No. M2004-01264-CCA-R3-CD - Filed June 7, 2005

The defendant, Donald Solomon, pled guilty to theft of property valued at $1,000, but less than $10,000, a Class D felony. After conducting a sentencing hearing, the trial court classified the defendant as a Range I, standard offender and sentenced him to four years in the Department of Correction. The trial court ordered the defendant to serve the sentence consecutive to a sentence in another case for which the defendant was on probation at the time. In this direct appeal, the defendant presents the single issue of whether the trial court erred in sentencing. We affirm the judgment of the trial court. Tenn. R. App. P. 3 Appeal as of Right; Judgment of the Criminal Court Affirmed J.C. MCLIN , J., delivered the opinion of the court, in which JOSEPH M. TIPTON and NORMA MCGEE OGLE, JJ., joined. David O. McGovern, Assistant Public Defender, for the appellant, Donald Solomon. Paul G. Summers, Attorney General and Reporter; Elizabeth B. Marney, Senior Counsel Criminal Justice Division; J. Michael Taylor, District Attorney General; and Steven M. Blount, Assistant District Attorney General, for the appellee, State of Tennessee. OPINION Facts and Procedural History The brief recitation of the facts at the plea hearing to which the defendant acquiesced established that he had taken sums of money from several individuals to purchase all-terrain vehicles.

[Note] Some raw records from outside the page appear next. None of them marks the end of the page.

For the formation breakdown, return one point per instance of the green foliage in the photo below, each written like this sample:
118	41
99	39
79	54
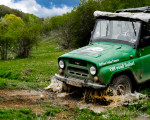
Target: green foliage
34	72
6	10
9	26
28	36
75	28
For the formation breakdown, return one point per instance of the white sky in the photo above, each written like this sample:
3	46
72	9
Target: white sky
31	6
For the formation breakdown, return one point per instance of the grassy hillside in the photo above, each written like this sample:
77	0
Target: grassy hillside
33	72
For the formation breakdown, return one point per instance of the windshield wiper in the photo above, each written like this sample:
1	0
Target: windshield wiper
134	28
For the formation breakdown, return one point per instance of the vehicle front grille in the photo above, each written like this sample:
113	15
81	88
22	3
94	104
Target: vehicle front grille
77	62
78	71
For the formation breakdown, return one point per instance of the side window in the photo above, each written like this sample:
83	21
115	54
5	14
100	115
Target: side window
145	41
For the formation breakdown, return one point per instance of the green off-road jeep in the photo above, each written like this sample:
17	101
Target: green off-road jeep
118	54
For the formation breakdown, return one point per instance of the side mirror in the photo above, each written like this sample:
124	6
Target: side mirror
145	41
146	38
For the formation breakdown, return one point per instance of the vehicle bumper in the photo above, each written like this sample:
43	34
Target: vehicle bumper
78	82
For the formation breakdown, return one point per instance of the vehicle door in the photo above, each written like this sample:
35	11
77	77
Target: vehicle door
145	52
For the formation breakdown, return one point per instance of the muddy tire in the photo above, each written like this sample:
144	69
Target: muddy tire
121	85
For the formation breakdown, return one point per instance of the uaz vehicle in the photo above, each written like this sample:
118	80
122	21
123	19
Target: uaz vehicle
118	55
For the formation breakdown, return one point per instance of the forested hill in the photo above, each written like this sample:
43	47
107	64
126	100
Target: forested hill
6	10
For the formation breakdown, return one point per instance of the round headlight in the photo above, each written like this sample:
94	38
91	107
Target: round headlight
61	64
93	70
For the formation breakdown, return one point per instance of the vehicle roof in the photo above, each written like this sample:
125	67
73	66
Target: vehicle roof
139	9
136	16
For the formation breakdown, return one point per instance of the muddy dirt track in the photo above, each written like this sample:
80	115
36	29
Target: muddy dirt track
31	98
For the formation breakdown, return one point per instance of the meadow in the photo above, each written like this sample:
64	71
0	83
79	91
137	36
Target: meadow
35	73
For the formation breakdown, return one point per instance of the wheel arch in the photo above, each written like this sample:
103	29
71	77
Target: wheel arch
128	73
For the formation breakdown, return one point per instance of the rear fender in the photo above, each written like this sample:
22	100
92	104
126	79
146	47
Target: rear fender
106	73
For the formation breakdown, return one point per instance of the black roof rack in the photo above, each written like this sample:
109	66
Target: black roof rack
140	9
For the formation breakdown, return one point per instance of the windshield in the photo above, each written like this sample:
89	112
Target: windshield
116	30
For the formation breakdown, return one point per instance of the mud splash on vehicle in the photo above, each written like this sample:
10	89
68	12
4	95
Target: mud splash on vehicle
97	101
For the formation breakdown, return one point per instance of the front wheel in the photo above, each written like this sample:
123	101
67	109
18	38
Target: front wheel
121	85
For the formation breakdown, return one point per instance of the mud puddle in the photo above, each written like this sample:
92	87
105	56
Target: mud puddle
105	102
23	98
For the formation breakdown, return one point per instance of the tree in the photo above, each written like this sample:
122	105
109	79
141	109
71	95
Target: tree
28	37
8	33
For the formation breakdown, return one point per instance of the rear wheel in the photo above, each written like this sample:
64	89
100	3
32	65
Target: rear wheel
121	85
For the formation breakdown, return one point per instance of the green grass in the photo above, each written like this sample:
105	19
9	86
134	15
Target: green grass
33	72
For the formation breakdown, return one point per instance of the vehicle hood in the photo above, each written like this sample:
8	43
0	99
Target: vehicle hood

Rather than purchasing and delivering the vehicles to the buyers, the defendant misappropriated the money to support his drug habits. The presentence report revealed that the defendant, at the time this offense was committed, was on felony probation in Coffee County for passing worthless checks in an amount more than $1,000 and for six counts of theft over $1,000.

The presentence report also showed a series of similar prior felony convictions, a pending probation violation, and twelve cases pending in Coffee County that allege eighteen additional thefts. At the sentencing hearing, the defendant admitted that he had "ten prior convictions for doing the same thing that [he was] convicted here for, taking money from people, promising them stuff and . . . never deliver[ing] on [his] promise." The defendant further acknowledged that he was on probation at the time he committed this offense. At the conclusion of the hearing, the trial court stated: The range in the case is two to four years. I'm going to treat for the purpose of mitigating factors the nonviolent nature and his age. I'm going to find as enhancing factors the prior criminal conduct and the fact that he was on probation at the time of the offense. I'm giving virtually no weight to either of the mitigating factors. I'm recognizing them and giving them a very minimum amount of weight. I think the enhancing factors significantly, in this case, particularly the course of prior criminal conduct, significantly outweigh the mitigating factors and I'm going to set the sentence at four years. He is presumed entitled to alternative sentencing. However, in this case I think he's demonstrated to the Court that alternative sentencing is not going to be sufficient deterrent . . . and I'm going to require him for that reason to serve the four year sentence [in the] Department of Corrections [sic]. In justifying its order that the sentence be served consecutively to the sentence for which the defendant was on probation, the trial court stated, "the fact that [the defendant] went back to the scheme and did the same thing while on probation justifies this Court imposing a sentence that's not simply a concurrent sentence." Subsequently, the defendant filed notice of this appeal. Analysis In this appeal, the defendant relies on Blakely v. Washington, 542 U.S. - - - -, 124 S. Ct. 2531 (2004), to argue that his Sixth Amendment right to trial by jury was violated by the trial court's application of enhancement factors neither admitted by him nor found by a jury. Specifically, he contests the trial court's application of enhancement factors (2), prior criminal conduct, and (9), unwillingness to comply with the conditions of a sentence involving release into the community on probation at the time of the offense. Tenn. Code Ann.